Herr Präsident, Kolleginnen und Kollegen! Wieder einmal und aus meiner Sicht völlig zu Recht diskutieren wir hier über den Sachstand des Wohnungsbaus in Bayern. Richtigerweise wurde von den Vorrednern kritisiert, dass der Freistaat, Herr Staatsminister, seiner Verantwortung nicht im notwendigen Umfang gerecht wird. Seit Jahren wird die Diskussion geführt, inwieweit der Freistaat dieser Aufgabe im Rahmen der Föderalismusreform gerecht wird und sich darum bemüht.

Kollege Lotte, Sie meinten, dass wir FREIE WÄHLER auf den Bund schielten. Nein, wir schielen nicht auf den Bund. Wir nehmen die Verantwortung des Freistaats sehr ernst. Immer wieder haben wir eingefordert, dass es mindestens 600 Millionen Euro sein müssen, um die in Bayern benötigten Wohnungsbauzahlen zu realisieren. Herr Staatsminister, uns müsste zu denken geben, dass wir einen ganzen Blumenstrauß an notwendigen Maßnahmen haben. Das sage ich bewusst; wir haben auch auf Bundesinitiativen verwiesen.

Sie waren bei den Regionalkonferenzen in den Regierungsbezirken und haben den Wohnraumpakt vorgestellt. In diesem Jahr ist die Wohnbautätigkeit um 2 % zurückgegangen.

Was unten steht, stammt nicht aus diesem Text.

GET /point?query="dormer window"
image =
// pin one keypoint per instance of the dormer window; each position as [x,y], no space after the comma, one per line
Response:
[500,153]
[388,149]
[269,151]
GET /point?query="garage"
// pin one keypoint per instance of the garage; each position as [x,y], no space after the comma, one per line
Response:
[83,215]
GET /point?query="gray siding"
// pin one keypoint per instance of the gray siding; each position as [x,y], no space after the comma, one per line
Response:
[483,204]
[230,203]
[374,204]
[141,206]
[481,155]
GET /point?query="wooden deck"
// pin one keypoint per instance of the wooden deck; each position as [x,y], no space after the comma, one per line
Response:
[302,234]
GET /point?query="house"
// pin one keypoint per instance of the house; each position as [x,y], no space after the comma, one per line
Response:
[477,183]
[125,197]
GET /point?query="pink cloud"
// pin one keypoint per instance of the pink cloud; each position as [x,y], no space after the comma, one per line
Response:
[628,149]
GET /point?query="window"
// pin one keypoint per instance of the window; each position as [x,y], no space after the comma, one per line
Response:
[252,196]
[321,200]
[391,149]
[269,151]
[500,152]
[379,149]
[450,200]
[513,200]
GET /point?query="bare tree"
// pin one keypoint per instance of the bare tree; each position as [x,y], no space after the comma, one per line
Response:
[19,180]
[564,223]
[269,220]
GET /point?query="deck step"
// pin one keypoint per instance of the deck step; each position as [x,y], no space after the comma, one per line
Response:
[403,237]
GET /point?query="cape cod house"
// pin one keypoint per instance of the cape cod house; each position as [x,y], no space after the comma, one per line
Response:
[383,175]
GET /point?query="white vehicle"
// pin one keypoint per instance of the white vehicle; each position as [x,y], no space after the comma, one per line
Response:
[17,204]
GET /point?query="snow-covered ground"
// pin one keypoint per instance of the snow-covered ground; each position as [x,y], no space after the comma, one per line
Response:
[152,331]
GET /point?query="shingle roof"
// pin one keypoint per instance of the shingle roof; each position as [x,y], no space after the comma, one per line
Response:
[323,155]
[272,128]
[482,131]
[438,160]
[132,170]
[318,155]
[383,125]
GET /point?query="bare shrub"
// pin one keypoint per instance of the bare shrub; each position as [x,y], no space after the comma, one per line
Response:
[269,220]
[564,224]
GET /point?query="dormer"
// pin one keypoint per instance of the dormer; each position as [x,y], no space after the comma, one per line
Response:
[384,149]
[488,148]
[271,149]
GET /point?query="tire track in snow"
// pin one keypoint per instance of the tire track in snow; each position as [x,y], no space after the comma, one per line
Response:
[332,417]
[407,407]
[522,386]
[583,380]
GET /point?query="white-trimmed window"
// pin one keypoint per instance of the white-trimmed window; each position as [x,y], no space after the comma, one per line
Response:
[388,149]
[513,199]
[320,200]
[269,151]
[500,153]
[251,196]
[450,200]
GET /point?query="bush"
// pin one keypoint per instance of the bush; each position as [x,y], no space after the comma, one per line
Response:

Dieser Wohnraumpakt greift also nicht. Im ersten Halbjahr waren wir bei 35.000 genehmigten Wohnungen. Wir sind also nicht bei den benötigten 100.000 Wohnungen, sondern kommen bei rückläufigen Genehmigungszahlen am Ende auf maximal 70.000. Das Parlament muss also seine Verantwortung ernst nehmen und hierbei aktiv werden, Kolleginnen und Kollegen.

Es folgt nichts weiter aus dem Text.